Hilda Wallis
- Full name: Mabel Hilda Wallis
- Country (sports): Ireland
- Born: 12 November 1900 Ireland
- Died: 8 December 1979 (aged 79) Bray, County Wicklow, Ireland

Singles

Grand Slam singles results
- Wimbledon: 3R (1936)

Other tournaments
- Olympic Games: 1R (1924)

Doubles

Grand Slam doubles results
- Wimbledon: 2R (1924)

Other doubles tournaments
- Olympic Games: 1R (1924)

Mixed doubles

Grand Slam mixed doubles results
- Wimbledon: 2R (1936)

Other mixed doubles tournaments
- Olympic Games: QF (1924)

= Hilda Wallis =

Irish tennis player

Mabel Hilda Wallis (12 November 1900 - 8 December 1979) was an Irish tennis player.

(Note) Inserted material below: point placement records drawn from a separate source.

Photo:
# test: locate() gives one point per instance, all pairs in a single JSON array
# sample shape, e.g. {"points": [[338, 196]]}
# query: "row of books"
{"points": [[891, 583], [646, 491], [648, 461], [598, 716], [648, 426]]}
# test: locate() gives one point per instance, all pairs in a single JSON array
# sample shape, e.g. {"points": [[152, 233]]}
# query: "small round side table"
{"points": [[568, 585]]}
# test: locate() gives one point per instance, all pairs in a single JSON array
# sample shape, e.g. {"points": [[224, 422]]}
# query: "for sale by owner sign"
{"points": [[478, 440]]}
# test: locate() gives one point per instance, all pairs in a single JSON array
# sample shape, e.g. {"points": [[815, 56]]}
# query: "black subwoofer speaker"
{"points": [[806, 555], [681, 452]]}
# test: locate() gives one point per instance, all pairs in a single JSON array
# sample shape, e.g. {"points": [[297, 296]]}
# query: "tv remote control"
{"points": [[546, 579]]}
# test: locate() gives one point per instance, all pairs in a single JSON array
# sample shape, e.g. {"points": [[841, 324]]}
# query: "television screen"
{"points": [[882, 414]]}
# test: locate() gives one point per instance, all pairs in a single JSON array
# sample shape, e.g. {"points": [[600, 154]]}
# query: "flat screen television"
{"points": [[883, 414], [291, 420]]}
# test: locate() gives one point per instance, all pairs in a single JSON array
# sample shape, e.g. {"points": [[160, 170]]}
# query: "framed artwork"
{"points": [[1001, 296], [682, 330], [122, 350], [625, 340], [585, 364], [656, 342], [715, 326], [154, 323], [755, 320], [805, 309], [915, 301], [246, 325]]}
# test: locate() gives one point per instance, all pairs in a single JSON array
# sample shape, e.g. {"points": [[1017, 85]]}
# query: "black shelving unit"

Wallis reached the final of the Irish Championships at Dublin for the first time in 1921 where she lost to Elizabeth Ryan. She won the Irish title in 1924, 1926, 1930 and 1933.

She participated twice in Wimbledon. In 1924, she lost her second round match against Dorothy Shepherd Barron 0–6, 1–6. Twelve years later, in 1936, she reached the third round but had to pull out of the tournament.

Wallis participated in the 1924 Summer Olympics at Paris where she reached the quarterfinals in mixed doubles alongside Edwin McCrea.